Dia kehilangan posisi menteri dan menjadi buronan karena gagal membunuh Dong Zhuo, yang berusaha menguasai istana. Banyak orang menganggap Cao Cao sebagai orang jahat, ini disebabkan oleh tiga hal.

Pertama, Cao Cao menjadi buronan setelah gagal membunuh Dong Zhuo. Pada saat perjalanan pulang ke kota asalnya, Cao Cao menginap di rumah seseorang. Saat itu dia berjaga sampai malam dan mendengar orang-orang sedang mengasah pisau. Karena salah paham atau tidak , Cao Cao mengira mereka akan membunuh dirinya. Oleh karena itu Cao Cao menyerang terlebih dahulu dan membunuh mereka semua. Sebenarnya sang tuan rumah sedang mempersiapkan sebuah pesta untuk Cao Cao dan ingin menyajikan hidangan yang mewah.

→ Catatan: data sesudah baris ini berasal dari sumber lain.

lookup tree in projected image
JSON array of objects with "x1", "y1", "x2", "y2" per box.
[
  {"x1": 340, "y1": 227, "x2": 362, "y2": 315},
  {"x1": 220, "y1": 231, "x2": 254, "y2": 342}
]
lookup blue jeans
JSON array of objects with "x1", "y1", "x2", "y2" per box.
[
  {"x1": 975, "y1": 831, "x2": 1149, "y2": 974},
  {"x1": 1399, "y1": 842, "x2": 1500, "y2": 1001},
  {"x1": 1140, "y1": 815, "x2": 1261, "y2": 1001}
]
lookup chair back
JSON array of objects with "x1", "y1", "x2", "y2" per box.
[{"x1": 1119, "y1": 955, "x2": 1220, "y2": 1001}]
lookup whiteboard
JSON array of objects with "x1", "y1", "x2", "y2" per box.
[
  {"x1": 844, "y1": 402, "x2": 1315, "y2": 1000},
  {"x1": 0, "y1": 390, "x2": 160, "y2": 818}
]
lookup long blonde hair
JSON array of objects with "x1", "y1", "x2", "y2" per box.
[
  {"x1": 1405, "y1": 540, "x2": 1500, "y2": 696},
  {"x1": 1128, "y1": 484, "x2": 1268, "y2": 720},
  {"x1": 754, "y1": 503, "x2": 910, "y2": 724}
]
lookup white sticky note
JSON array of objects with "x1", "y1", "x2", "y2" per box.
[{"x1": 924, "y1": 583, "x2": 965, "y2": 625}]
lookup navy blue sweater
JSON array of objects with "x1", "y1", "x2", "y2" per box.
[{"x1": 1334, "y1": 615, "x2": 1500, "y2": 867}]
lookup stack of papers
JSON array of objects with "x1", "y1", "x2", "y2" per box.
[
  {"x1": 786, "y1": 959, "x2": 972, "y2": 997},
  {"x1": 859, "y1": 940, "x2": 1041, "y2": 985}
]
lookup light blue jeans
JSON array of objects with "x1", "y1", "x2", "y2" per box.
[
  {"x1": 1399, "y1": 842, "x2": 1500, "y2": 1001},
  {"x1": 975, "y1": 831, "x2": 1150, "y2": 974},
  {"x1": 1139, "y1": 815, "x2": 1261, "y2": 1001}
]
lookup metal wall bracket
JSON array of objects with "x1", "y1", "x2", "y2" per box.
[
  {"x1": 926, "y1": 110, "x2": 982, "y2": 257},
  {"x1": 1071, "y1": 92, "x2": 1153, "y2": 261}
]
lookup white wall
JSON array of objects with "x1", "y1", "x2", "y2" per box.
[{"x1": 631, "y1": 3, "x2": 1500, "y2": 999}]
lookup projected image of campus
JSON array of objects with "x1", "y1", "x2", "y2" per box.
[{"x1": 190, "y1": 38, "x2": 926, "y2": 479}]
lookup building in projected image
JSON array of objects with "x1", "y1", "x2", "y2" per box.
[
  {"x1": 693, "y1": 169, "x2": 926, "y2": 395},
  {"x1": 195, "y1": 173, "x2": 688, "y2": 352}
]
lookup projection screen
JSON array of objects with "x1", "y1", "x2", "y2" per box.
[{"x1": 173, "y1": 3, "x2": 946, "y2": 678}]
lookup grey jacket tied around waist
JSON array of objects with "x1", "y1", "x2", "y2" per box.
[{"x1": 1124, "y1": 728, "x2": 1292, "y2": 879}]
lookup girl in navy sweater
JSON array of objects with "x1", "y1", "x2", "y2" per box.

Kedua, pada saat Dong Zhuo semakin berkuasa, Kaisar meminta perlindungan dari Cao Cao. Dan Cao Cao dapat memanfaatkan sang Kaisar untuk melakukan keinginan pribadinya, seperti memerintah para raja wilayah. Oleh sebab itu, Cao Cao dinilai tidak berbeda dengan Dong Zhuo.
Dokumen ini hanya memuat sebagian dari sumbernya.